Minnesota whistleblower need not suspect illegal conduct to bring retaliation claim

By Lisa Milam-Perez, J.D.

An employee does not have to show that he or she is reporting illegal conduct in order to be protected from retaliation under the Minnesota Whistleblower Act, a unanimous Minnesota Supreme Court ruled. Responding in the affirmative to a certified question from the federal district court (one that drew amicus briefs from both sides), the state high court concluded that the legislature abrogated the court’s interpretation of “good faith” when it amended the statute in 2013, and eliminated the “judicially created requirement” that a whistleblower must act with the intention of “exposing an illegality” in order to be protected (Friedlander v. Edwards Lifesciences, LLC, August 9, 2017, Gildea, L.).

The employee had claimed that his superiors committed numerous violations of the law, including breach of contract, breach of the duty of good faith and fair dealing, breach of fiduciary duty, and violations of California’s Unfair Competition Law, and that he expressed his concerns about this conduct to his superiors directly and to others within the company. It was undisputed, though, that these individuals were already aware of the conduct in question.

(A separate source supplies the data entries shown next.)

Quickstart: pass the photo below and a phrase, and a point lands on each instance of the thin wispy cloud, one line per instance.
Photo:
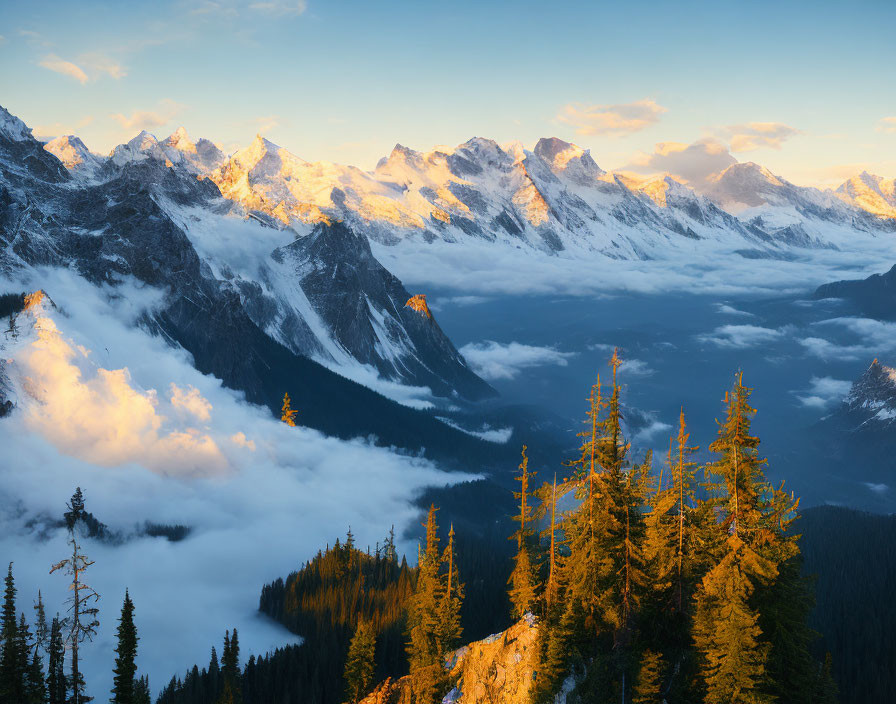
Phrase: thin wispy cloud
(824, 391)
(147, 119)
(751, 136)
(613, 120)
(280, 8)
(65, 68)
(692, 163)
(740, 336)
(89, 67)
(494, 360)
(55, 129)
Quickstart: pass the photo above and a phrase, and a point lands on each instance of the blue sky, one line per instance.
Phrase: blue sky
(804, 88)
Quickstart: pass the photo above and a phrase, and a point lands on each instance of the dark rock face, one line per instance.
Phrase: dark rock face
(874, 296)
(363, 305)
(118, 226)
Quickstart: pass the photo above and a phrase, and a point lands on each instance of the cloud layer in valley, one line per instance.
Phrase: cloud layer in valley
(106, 407)
(494, 360)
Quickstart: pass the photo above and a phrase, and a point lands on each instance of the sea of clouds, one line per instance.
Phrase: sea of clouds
(105, 406)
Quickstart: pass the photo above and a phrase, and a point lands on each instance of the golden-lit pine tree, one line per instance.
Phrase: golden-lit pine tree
(648, 688)
(359, 664)
(522, 582)
(752, 545)
(451, 599)
(683, 478)
(426, 632)
(287, 414)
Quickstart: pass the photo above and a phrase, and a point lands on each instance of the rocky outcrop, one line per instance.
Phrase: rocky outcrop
(496, 670)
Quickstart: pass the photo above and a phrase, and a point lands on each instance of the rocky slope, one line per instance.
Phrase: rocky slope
(552, 198)
(143, 212)
(874, 296)
(128, 224)
(496, 670)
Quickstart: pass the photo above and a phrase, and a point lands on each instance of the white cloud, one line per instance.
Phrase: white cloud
(692, 163)
(751, 136)
(646, 434)
(611, 119)
(280, 7)
(887, 124)
(634, 367)
(730, 310)
(289, 489)
(823, 391)
(740, 336)
(147, 119)
(868, 338)
(487, 433)
(55, 129)
(494, 360)
(191, 402)
(66, 68)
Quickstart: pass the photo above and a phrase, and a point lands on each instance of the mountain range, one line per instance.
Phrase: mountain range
(551, 198)
(264, 257)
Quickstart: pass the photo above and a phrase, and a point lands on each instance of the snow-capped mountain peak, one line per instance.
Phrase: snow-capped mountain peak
(873, 394)
(566, 157)
(180, 140)
(12, 127)
(73, 153)
(871, 193)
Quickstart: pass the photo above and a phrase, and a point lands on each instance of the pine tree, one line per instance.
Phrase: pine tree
(826, 691)
(41, 630)
(12, 675)
(727, 631)
(551, 588)
(424, 621)
(125, 662)
(287, 414)
(30, 665)
(452, 596)
(522, 580)
(56, 684)
(76, 510)
(648, 689)
(82, 622)
(141, 691)
(230, 670)
(360, 665)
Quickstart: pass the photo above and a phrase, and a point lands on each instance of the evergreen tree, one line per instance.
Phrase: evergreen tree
(56, 684)
(12, 674)
(425, 648)
(826, 691)
(452, 596)
(82, 622)
(41, 629)
(648, 689)
(30, 665)
(360, 666)
(75, 511)
(141, 691)
(752, 523)
(522, 580)
(288, 415)
(230, 670)
(125, 662)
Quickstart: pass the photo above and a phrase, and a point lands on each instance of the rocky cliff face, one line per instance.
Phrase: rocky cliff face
(147, 213)
(496, 670)
(153, 221)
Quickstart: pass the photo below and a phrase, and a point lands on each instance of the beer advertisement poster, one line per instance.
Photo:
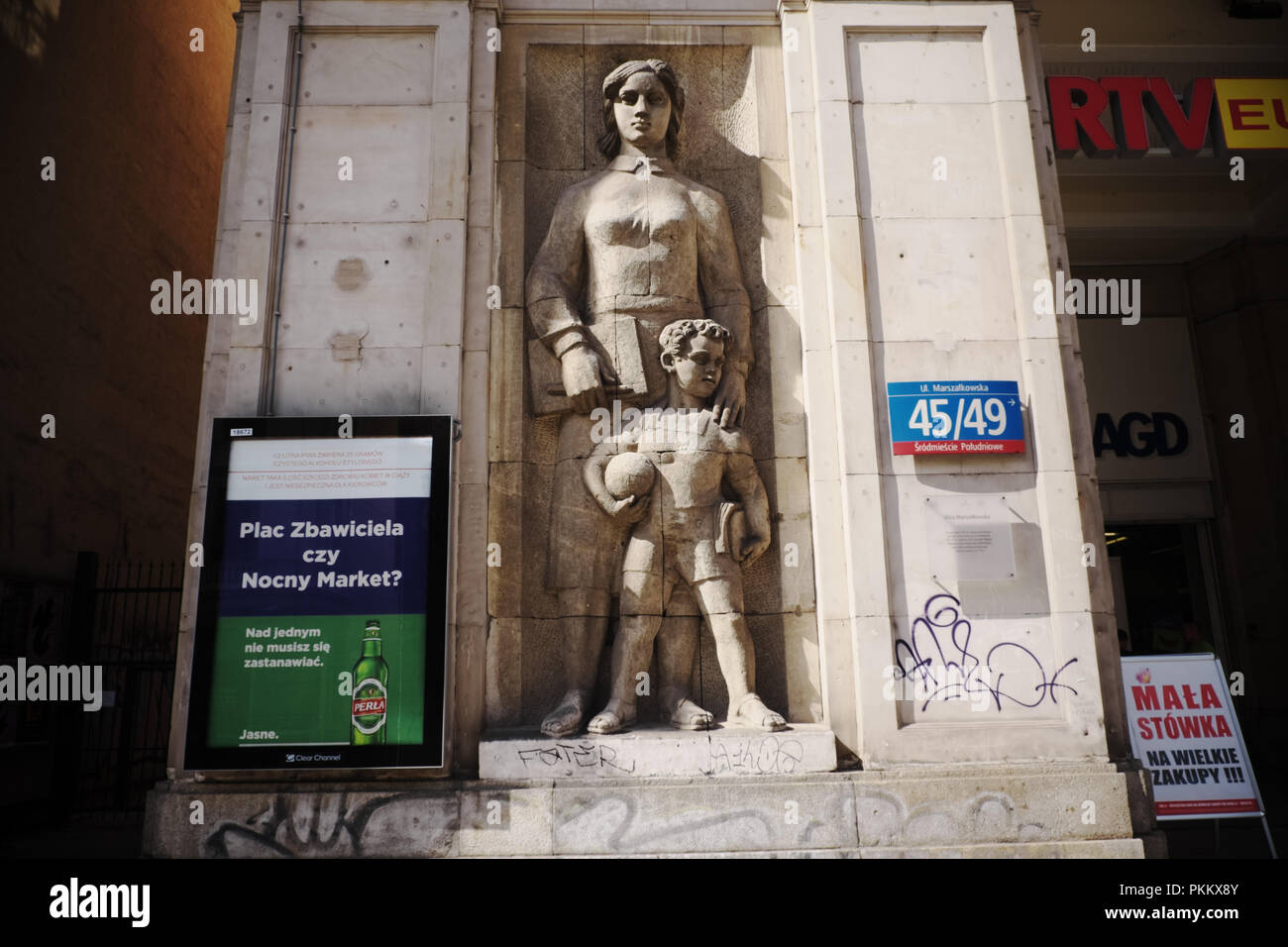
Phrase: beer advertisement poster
(321, 628)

When the employee was fired after reporting his concerns, he filed a retaliation suit under the Minnesota Whistleblower Act.

According to the employer, it could not have violated the statute because the employee had not “blown the whistle”—he only reported the alleged misconduct to people who already knew about it. As support for this position, it cited Obst v. Microtron, Inc., a 2000 Minnesota Supreme Court decision, which held that the statute’s “good faith” provision requires a putative whistleblower “to act with the purpose of exposing an illegality.” The high court interpretation imposed a standard which turned on both the content of the report and the whistleblower’s purpose in making the report, and this requirement became part of the statute.

However, Obst was no longer good law. A 2013 amendment to the statute revised the definition of “good faith” to exclude “statements or disclosures” that are knowingly false or in reckless disregard of the truth—and abrogated the high court’s judicially imposed good faith standard. Noting that in Obst, it had merely filled a definitional gap in the language of the statute as to the meaning of “good faith,” the Minnesota Supreme Court said the legislature provided its own definition when it amended the statute in 2013—one that contradicts the high court’s reading. Noting too the presumption that the legislature intends to change the law when it amends a statute, the court held the plain language of the amended statute must control.

Consequently, under the state whistleblower act, an individual makes a report in “good faith” as long as the report is not “knowingly false or made with reckless disregard of the truth.” As such, the purpose behind the report is no longer relevant to the inquiry; only the content of the report matters. The state legislature eliminated the judicially created requirement that a putative whistleblower act with the purpose of exposing an illegality, the high court held.